Evaluation of the inhibitory activity of (aza)isoindolinone-type compounds: Towards in vitro InhA action, Mycobacterium tuberculosis growth and mycolic acid biosynthesis.

Inhibitors of the Mycobacterium tuberculosis enoyl-ACP reductase (InhA) are considered as potential promising therapeutics for the treatment of tuberculosis. Previously, we reported that azaisoindolinone-type compounds displayed, in vitro, inhibitory activity towards InhA. Herein we describe chemical modifications of azaisoindolinone scaffold, the synthesis of 15 new compounds and their evaluations toward the in vitro InhA activity.
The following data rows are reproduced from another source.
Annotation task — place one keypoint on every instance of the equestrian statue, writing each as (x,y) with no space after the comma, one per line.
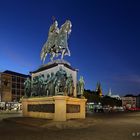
(56,43)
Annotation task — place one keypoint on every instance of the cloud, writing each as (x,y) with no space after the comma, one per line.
(133,78)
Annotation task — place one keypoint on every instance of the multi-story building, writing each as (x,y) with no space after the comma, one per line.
(11,86)
(129,101)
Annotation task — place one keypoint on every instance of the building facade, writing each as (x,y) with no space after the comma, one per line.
(11,86)
(129,102)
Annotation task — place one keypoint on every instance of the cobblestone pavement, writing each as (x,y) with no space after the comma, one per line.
(104,126)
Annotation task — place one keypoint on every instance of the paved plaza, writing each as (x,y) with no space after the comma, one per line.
(100,126)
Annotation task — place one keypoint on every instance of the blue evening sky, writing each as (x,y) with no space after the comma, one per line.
(104,42)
Based on these results, a structure-InhA inhibitory activity relationship analysis and a molecular docking study, using the conformation of InhA found in the 2H7M crystal structure, were carried out in order to predict a possible mode of interaction of the best (aza)isoindolinone-type inhibitors with InhA in vitro. Then, the work was extended toward evaluations of these compounds against Mycobacterium tuberculosis (Mtb) growth and finally some of them were also investigated in respect with their ability to inhibit mycolic acid biosynthesis inside mycobacteria. Although, some azaisoindolinones were able to inhibit InhA activity and Mtb growth in vitro, they did not inhibit the mycolic acid biosynthesis inside Mtb.